Search code examples
cassandracassandra-2.0cql3

How to delete a record in Cassandra?


I have a table like this:

CREATE TABLE mytable (
    user_id int,
    device_id ascii,
    record_time timestamp,
    timestamp timeuuid,
    info_1 text,
    info_2 int, 
    PRIMARY KEY (user_id, device_id, record_time, timestamp)
);

When I ask Cassandra to delete a record (an entry in the columnfamily) like this:

DELETE from my_table where user_id = X and device_id = Y and record_time = Z and timestamp = XX;

it returns without an error, but when I query again the record is still there. Now if I try to delete a whole row like this:

DELETE from my_table where user_id = X

It works and removes the whole row, and querying again immediately doesn't return any more data from that row.

What I am doing wrong? How you can remove a record in Cassandra?

Thanks


Solution

  • Ok, here is my theory as to what is going on. You have to be careful with timestamps, because they will store data down to the millisecond. But, they will only display data to the second. Take this sample table for example:

    aploetz@cqlsh:stackoverflow> SELECT id, datetime  FROM data;
    
     id     | datetime
    --------+--------------------------
     B25881 | 2015-02-16 12:00:03-0600
     B26354 | 2015-02-16 12:00:03-0600
    
    (2 rows)
    

    The datetimes (of type timestamp) are equal, right? Nope:

    aploetz@cqlsh:stackoverflow> SELECT id, blobAsBigint(timestampAsBlob(datetime)),
                                      datetime FROM data;
    
     id     | blobAsBigint(timestampAsBlob(datetime)) | datetime
    --------+-----------------------------------------+--------------------------
     B25881 |                           1424109603000 | 2015-02-16 12:00:03-0600
     B26354 |                           1424109603234 | 2015-02-16 12:00:03-0600
    
    (2 rows)
    

    As you are finding out, this becomes problematic when you use timestamps as part of your PRIMARY KEY. It is possible that your timestamp is storing more precision than it is showing you. And thus, you will need to provide that hidden precision if you will be successful in deleting that single row.

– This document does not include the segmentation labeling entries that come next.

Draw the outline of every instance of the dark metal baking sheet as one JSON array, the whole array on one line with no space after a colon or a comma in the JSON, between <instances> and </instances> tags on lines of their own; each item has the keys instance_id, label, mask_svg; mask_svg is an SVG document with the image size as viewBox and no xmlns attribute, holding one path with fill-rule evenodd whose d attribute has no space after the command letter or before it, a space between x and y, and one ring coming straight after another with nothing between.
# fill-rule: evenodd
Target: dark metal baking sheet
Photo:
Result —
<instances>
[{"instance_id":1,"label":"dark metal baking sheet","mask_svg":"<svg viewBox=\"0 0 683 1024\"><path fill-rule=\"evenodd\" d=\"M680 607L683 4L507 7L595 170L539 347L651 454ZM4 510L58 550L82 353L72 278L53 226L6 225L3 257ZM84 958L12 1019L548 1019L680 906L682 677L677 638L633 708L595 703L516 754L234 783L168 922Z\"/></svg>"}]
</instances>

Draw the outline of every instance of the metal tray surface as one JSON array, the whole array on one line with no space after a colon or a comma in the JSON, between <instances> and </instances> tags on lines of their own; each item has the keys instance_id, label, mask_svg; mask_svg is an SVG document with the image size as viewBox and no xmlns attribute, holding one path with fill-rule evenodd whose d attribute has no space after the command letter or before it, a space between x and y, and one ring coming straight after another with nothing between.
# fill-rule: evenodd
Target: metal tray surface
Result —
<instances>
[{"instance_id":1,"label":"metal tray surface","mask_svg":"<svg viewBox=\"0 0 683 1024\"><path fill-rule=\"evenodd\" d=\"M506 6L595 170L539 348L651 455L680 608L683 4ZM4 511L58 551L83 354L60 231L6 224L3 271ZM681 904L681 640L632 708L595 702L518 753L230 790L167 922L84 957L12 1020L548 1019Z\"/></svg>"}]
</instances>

    Anyway, you have a couple of options here. One, find a way to ensure that you are not entering more precision than necessary into your record_time. Or, you could define record_time as a timeuuid.

    Again, it's a theory. I could be totally wrong, but I have seen people do this a few times. Usually it happens when they insert timestamp data using dateof(now()) like this:

    INSERT INTO table (key, time, data) VALUES (1,dateof(now()),'blah blah');